Friday, October 15, 2004

Dress Codes

Russel Chmieleski of Pennsylvania is in some seriously deep trouble. It turns out that he wasn't permitted to attend his high-school graduation ceremony, and rather than wearing a cap and gown, he chose to show up in somewhat less formal attire: his birthday suit.

The streaking Chmieleski was apprehended and charged with a number of crimes, which were bargained down to a guilty plea for indecent exposure - a first degree charge, since there were observers under 16 years old present. Chmieleski is now facing up to 2 years jail time for his indiscretion.

Is this truly an example of proportionality between the crime and the punishment? I think not.

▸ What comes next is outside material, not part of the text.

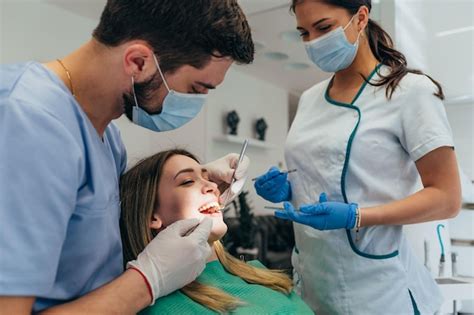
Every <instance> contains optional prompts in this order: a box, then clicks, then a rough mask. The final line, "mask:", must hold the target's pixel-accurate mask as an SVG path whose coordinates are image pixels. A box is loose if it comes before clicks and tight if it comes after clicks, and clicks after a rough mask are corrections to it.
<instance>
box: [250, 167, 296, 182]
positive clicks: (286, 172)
mask: <svg viewBox="0 0 474 315" xmlns="http://www.w3.org/2000/svg"><path fill="white" fill-rule="evenodd" d="M296 171H297V169H296V168H295V169H292V170H289V171H281V172H280V173H282V174H285V173H287V174H290V173H293V172H296ZM257 178H258V177H255V178H252V181H256V180H257Z"/></svg>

Not only is this sort of response overly prudish (especially since it was not exposure in a prurient context), but dangerous - prison crowding is a serious issue, and imprisoning fools compounds this unnecessarily. Further, more serious crimes often receive lighter punishments than the potential one facing Russel.

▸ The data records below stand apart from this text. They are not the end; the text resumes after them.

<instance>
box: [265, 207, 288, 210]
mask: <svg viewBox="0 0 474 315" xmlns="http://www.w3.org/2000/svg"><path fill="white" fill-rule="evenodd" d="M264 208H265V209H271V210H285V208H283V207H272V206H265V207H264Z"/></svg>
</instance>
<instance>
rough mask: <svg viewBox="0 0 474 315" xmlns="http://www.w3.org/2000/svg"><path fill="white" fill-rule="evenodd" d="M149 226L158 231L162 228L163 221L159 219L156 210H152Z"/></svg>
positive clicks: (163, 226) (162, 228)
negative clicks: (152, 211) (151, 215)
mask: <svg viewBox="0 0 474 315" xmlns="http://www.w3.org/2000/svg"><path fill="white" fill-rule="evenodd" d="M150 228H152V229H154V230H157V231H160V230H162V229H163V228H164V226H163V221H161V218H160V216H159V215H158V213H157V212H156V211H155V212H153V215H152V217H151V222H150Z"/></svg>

Let's hope that cooler heads prevail in this case, and that retributive justice takes a back seat to genuine community interests.


Chris said...

Hey, Tim. This seems like as good a post as any to bring up the fact that another one of the thousands of propositions on the ballot this November here in California is one that would reform the state's notorious "three-strikes" law. It seems that giving felons life sentences for shoplifting has left the state prisons with more prisoners than they can handle. While popular sentiment has turned against the current embodiment of the "three-strikes" law, the props' opponents have launcehd an aggressive ad campaing that comes just short of saying, "We're all going to die if we let shoplifters out on to the street."

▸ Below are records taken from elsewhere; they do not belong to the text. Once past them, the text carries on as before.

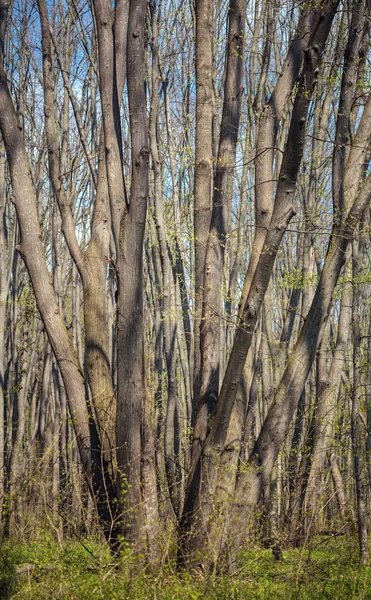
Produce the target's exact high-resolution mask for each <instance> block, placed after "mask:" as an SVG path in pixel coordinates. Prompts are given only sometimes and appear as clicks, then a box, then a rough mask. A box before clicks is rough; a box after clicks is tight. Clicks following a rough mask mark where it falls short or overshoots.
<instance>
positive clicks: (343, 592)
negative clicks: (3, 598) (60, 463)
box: [0, 537, 371, 600]
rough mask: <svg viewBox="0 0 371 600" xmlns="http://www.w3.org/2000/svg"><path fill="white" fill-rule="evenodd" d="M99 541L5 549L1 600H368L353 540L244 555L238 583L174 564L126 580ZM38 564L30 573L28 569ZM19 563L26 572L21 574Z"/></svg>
mask: <svg viewBox="0 0 371 600" xmlns="http://www.w3.org/2000/svg"><path fill="white" fill-rule="evenodd" d="M129 560H130V559H129V558H127V557H126V558H123V559H122V561H121V563H120V565H118V564H117V563H115V562H114V561H113V560H112V557H111V556H110V554H109V552H108V551H107V548H106V547H105V546H104V545H99V544H98V543H97V542H96V541H94V540H85V541H84V544H83V545H82V544H81V543H78V542H76V541H74V542H66V543H64V544H63V546H62V547H60V546H59V545H58V544H57V543H56V542H55V541H54V540H52V539H45V540H43V542H42V543H40V542H36V541H35V542H30V543H29V544H18V543H16V544H14V542H13V543H11V542H9V541H7V542H3V543H2V544H1V546H0V598H4V600H5V599H6V600H11V599H14V600H15V599H19V600H62V599H65V600H178V599H179V600H180V599H181V600H187V599H189V600H232V599H233V600H239V599H241V600H242V599H267V600H268V599H269V600H274V599H276V598H285V599H290V598H291V599H308V600H309V599H310V600H312V599H315V598H320V599H326V598H329V599H330V598H331V599H332V600H334V599H335V600H337V599H342V598H344V600H345V599H346V600H350V599H352V598H354V599H357V600H360V599H368V598H369V599H370V600H371V568H370V567H365V566H361V565H360V564H359V553H358V548H357V544H356V541H352V540H349V539H346V538H345V537H344V538H336V539H332V538H325V537H323V538H317V539H316V540H314V541H313V543H312V546H311V547H307V548H304V549H296V550H290V551H286V552H284V560H283V561H282V562H277V561H276V560H275V559H274V558H273V557H272V554H271V552H270V551H269V550H264V549H258V548H254V549H251V550H248V551H246V552H244V553H243V554H242V555H241V556H240V562H239V568H238V571H237V572H236V574H235V576H234V577H229V576H228V577H226V576H218V577H214V578H213V579H208V580H207V579H205V578H204V577H202V575H201V574H199V575H198V576H193V577H192V576H190V575H188V574H186V573H179V572H177V571H176V570H175V569H174V568H172V567H171V565H170V566H169V565H168V566H166V567H164V568H162V569H159V570H158V571H157V572H156V573H150V572H146V571H145V570H139V572H138V571H137V573H136V575H135V577H133V576H129V574H128V573H129V569H128V568H127V567H128V561H129ZM26 563H27V564H32V565H34V566H33V567H32V569H31V570H27V568H25V567H24V565H25V564H26ZM20 565H23V567H22V568H23V570H24V571H25V572H23V573H21V574H20V573H19V570H20Z"/></svg>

Let me give you a little bit of background, in case you are unaware of how "three-strikes" works. Currently, California law forces a judge to sentence a felon who has commited at least two violent crimes (not including murder, or otherwise they wouldn't be back on the streets in the first place) to be sentenced to live imprisonment if he commits even so much as one additional crime while out on parole. Well, the new lawaw on the ballot would allow these convicts' cases to be re-evaluated by the judges to determine whether a life sentence or some lesser sentence would be appropriate to that particular criminal.

Anyways, what we have shaping up here is one helluva fight and bickering between those who would just love to sentence every petty criminal to live behind bars and those "cooler heads" who would prefer that restitution and not retribution was the name of the criminal justice game.

Tim said...

Thanks for informing us, Chris! I'm definitely a proponent of restitutive justice, and locking everyone in jail that looks at a politician cross-eyed isn't going to do anyone a whit of good. There's room for disagreement about some issues, but I think that no matter how we treat criminals in other circumstances, restritution should be the primary goal of the justice department.